4. Use Health Checks​
Monitor health:
healthcheck:
test: ["CMD", "curl", "-f", "http://localhost/health"]
interval: 30s
Why: Automatic detection. Faster response.
5. Set Up Alerts​
Alert on issues:
- Container down
- High resource usage
- Errors in logs
Why: Know immediately. Faster response.
My Take: Production Strategy​
Here's what I do:
Prevention:
- Health checks
- Resource limits
- Monitoring
- Alerts
- Testing
When issues occur:
- Check status
- Check logs
- Investigate systematically
- Fix and verify
- Document
The key: Monitor. Alert. Respond. Document. Learn.
Memory Tip: The Emergency Situation Analogy​
Production scenarios = Emergency situations
Crash loop: Car breaks down High memory: Out of fuel Network issues: Can't communicate Disk space: No storage
Once you see it this way, production troubleshooting makes perfect sense.
Common Mistakes​
- No monitoring: Don't know what's happening
- No runbooks: Slow response
- No health checks: Don't detect issues
- No alerts: Issues go unnoticed
- Not documenting: Repeat same mistakes
Hands-On Exercise: Production Troubleshooting​
1. Create a problem:
docker run -d --name test nginx
docker stop test
# Container stopped
2. Investigate:
docker ps -a
docker logs test
docker inspect test
3. Fix:
docker start test
docker logs test
4. Verify:
curl http://localhost
# Should work
That's production troubleshooting.
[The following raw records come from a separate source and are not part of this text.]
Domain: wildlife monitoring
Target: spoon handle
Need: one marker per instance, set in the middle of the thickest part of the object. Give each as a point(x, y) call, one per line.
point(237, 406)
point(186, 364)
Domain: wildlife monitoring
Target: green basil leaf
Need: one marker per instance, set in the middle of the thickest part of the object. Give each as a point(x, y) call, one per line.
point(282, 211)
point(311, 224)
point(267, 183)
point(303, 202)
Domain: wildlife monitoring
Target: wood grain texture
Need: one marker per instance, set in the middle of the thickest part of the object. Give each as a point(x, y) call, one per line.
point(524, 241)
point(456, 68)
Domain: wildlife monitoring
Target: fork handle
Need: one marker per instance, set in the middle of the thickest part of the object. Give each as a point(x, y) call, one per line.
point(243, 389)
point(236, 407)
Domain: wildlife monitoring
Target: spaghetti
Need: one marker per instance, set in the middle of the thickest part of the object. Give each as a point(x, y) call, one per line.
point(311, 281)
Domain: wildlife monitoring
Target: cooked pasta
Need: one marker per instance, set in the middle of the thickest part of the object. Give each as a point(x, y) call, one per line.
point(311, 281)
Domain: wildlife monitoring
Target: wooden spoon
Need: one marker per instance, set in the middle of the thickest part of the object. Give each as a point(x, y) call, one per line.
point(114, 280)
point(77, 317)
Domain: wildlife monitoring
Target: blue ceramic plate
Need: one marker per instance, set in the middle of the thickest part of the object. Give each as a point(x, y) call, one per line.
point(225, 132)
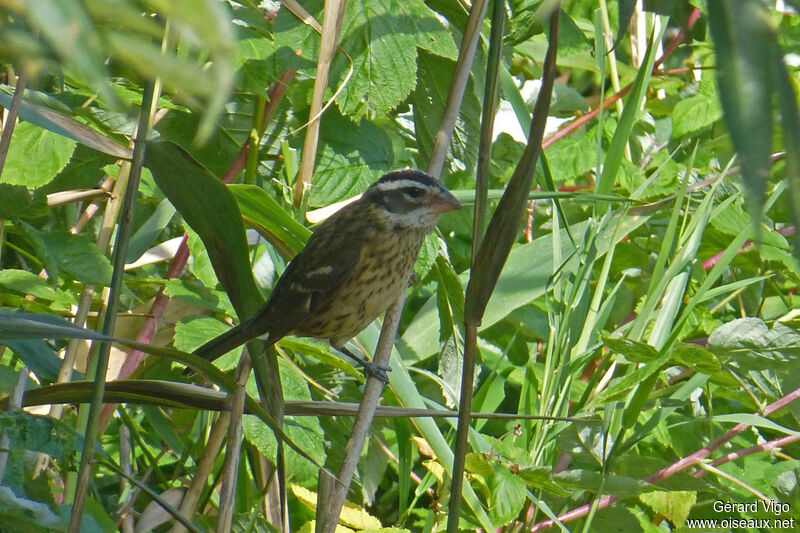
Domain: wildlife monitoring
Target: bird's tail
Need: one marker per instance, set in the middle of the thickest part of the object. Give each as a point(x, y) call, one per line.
point(219, 346)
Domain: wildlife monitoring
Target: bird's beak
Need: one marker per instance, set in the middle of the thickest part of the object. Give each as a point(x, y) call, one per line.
point(444, 202)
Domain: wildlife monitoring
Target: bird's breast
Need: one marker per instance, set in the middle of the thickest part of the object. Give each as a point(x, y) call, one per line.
point(383, 270)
Practice. Learn.
Key Takeaways​
- Monitor everything - Know what's happening
- Have runbooks - Faster resolution
- Test scenarios - Better prepared
- Use health checks - Automatic detection
- Set up alerts - Know immediately
- Document everything - Learn from experience
What's Next?​
Congratulations! You've completed the Troubleshooting module. Now let's learn about best practices. Next: Image Best Practices.
Remember: Production scenarios are like emergency situations. Monitor. Alert. Respond. Document. Learn. Be prepared. Act fast.